Precision riding, for example, came with practice for me. (It is probably redundant for me to say this, but I thought I would mention this for emphasis.) The first few times I tried cycling on the road, I couldn’t do a proper turn at a road junction, and nearly hit a kerb once. In fact, the few accidents or falls I had on the roads so far all had mostly to do with my own mistiming or misjudgments about the distance I need to keep from the roadside or surrounding vehicles (I collided into a stationary car’s sideview mirror once, and another time, I was sideswiped by an overtaking car), or about the unevenness of the road surface (I lost balance when the bike wheels skidded on the jagged protruding edges of some recently laid and dried bitumen on the road), and so on. Motorists by and large do give me sufficiently wide berths when overtaking me, and I only need to make sure I am as visible as possible (such as by having front and rear bike lights on when it is dark) and as predictable as possible (such as giving hand signals when changing lanes wherever possible) and so on.

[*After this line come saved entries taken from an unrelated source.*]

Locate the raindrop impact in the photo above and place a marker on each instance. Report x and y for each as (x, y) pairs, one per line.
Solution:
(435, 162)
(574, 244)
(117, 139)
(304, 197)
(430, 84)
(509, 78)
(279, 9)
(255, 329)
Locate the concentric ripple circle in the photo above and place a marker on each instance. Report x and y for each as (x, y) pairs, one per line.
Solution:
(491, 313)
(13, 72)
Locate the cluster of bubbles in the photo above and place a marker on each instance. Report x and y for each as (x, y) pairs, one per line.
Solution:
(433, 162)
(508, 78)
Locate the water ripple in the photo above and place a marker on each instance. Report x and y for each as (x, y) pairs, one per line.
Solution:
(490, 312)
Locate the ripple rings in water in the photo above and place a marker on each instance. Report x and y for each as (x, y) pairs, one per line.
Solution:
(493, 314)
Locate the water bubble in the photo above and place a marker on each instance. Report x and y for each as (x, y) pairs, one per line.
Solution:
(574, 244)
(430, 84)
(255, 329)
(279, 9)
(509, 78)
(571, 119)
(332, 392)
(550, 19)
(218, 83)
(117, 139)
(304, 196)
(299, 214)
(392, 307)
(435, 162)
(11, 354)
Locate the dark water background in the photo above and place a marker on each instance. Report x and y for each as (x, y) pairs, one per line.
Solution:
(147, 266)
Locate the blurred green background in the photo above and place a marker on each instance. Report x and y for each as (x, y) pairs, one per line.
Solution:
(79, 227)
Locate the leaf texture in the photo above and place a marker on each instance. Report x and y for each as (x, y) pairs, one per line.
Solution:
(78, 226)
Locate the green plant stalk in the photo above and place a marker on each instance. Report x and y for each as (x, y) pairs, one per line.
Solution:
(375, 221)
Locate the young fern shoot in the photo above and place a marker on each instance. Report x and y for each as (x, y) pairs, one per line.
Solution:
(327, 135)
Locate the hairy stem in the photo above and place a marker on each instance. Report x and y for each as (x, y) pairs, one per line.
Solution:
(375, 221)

With practice, road cycling can become as second nature to us as it is for mountain goats to traverse mountain slopes and cliffs seemingly easily and effortlessly. To us, it may look dangerous for mountain goats to live and move about on steep hillsides and cliffs but to them, it is home. Similarly, as long as we continue to ride defensively and practise mindfulness for the safety of ourselves and others, we can indeed cycle safely on the roads in Singapore, with or without dedicated bike lanes (since at this point, it is still uncertain when these will finally materialise on the mainland).